Going to cook now. But reading this through, the big question is what was “like when …” that is so Tangled and Wild. (Cue. It’s happiness and joy that trigger my warded off emotions). But I prefer another version, which is more lyrical and reminds my of the 8mm film I shot in the garden. (Can’t find the link)

It’s the Lebanese lamb again, so it will take an hour to cook.

I had a friend once, a psychologist, who went on to work for the CAB. Whenever I would talk about stuff, she would immediately come up with a solution, some advice to deal with (and close down) the problem. I also remember being at some horrible psychiatric conference, and there was a workshop and I ended up being part of a group discussing a particular problem that someone had, and she suddenly turned on us and say “I’m not asking for a solution”.
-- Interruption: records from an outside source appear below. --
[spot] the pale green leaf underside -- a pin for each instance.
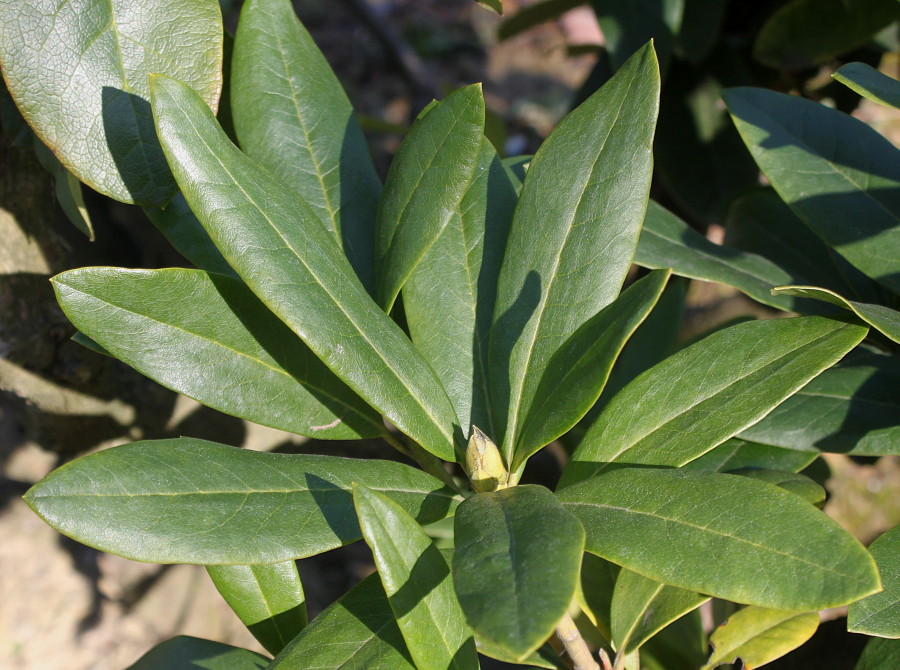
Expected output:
(191, 501)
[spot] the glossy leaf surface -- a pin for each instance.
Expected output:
(292, 117)
(358, 632)
(879, 614)
(280, 249)
(430, 175)
(268, 599)
(710, 391)
(578, 371)
(642, 607)
(417, 582)
(772, 549)
(512, 596)
(191, 501)
(757, 635)
(86, 97)
(449, 297)
(838, 175)
(190, 331)
(851, 408)
(870, 83)
(573, 233)
(193, 653)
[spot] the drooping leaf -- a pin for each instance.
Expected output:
(573, 234)
(511, 594)
(851, 408)
(208, 337)
(433, 170)
(758, 635)
(449, 297)
(292, 116)
(804, 33)
(838, 175)
(577, 372)
(417, 582)
(358, 632)
(870, 83)
(86, 97)
(285, 256)
(191, 501)
(883, 319)
(268, 599)
(193, 653)
(710, 391)
(725, 536)
(879, 614)
(641, 607)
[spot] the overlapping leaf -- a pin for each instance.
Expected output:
(191, 501)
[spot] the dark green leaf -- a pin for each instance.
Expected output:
(879, 614)
(729, 537)
(870, 83)
(642, 607)
(191, 332)
(512, 592)
(284, 254)
(417, 582)
(710, 391)
(86, 97)
(449, 298)
(268, 599)
(292, 116)
(429, 177)
(838, 175)
(852, 408)
(192, 653)
(191, 501)
(358, 632)
(804, 33)
(757, 635)
(577, 372)
(573, 233)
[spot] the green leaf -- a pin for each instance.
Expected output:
(577, 372)
(181, 228)
(284, 254)
(573, 233)
(804, 33)
(428, 179)
(449, 297)
(642, 607)
(838, 175)
(511, 594)
(86, 97)
(870, 83)
(191, 332)
(268, 599)
(668, 242)
(358, 632)
(729, 537)
(191, 501)
(882, 318)
(193, 653)
(851, 408)
(292, 117)
(879, 614)
(879, 654)
(757, 635)
(417, 582)
(710, 391)
(534, 15)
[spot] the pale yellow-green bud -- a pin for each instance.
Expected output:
(484, 463)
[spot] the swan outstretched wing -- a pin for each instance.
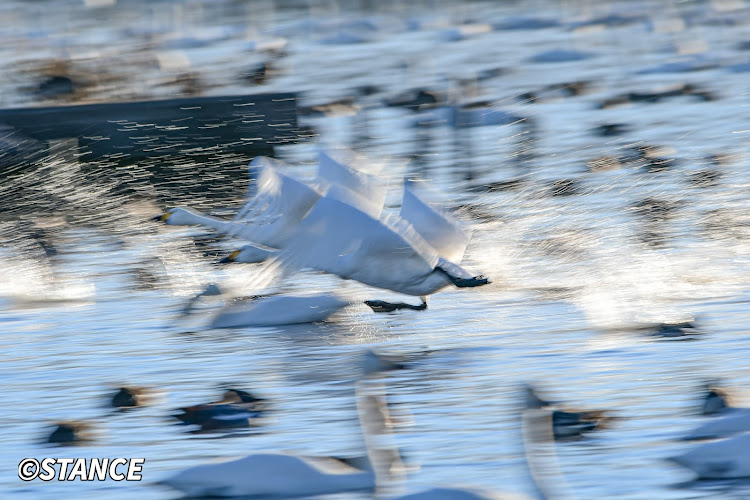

Of course there are no solutions to anything, there are no complete answers to any emails, complete in the sense that every problem/email has an infinitive number of facets, of meanings or interpretations, like a poem. So I have no idea of what I am doing or why I am doing it, or writing it, or not. And it is a state of being that I am very comfortable with, in fact that I seek out. LOL. Having said that… Having said that, what? I suppose the point is about closing down rather than hanging around. The tidy or untidy desk. In fact I have two desks. A standing desk in my study for my left-brain neuroscience, and a very old worn and uneven table for my right-brain musings.

When I started at the NFTS in 2001, I thought that I thought visually, but I don’t. I think in words. Images are always lyrical, poetic, evocative. That doesn’t mean that I don’t like narrative film, it’s just that … When I left the NFTS two years later, broken, another flop, I believed that I had no stories inside me, I had nothing to say. Certainly I had failed to say anything in the film that I made, but in my notebooks there are so many ideas. After that I didn’t go to the cinema for 10 years, and my Eclair ACl 16mm camera now sits on a shelf, like my brother’s guitar hanging on the walk.

There are images that complement words. Sebald’s books are full of “snapshots” he took as he went along his way. If I had a simple SLR video camera, I would put 30 seconds of the rain alongside today’s blog. And a photo of my Christmas tree.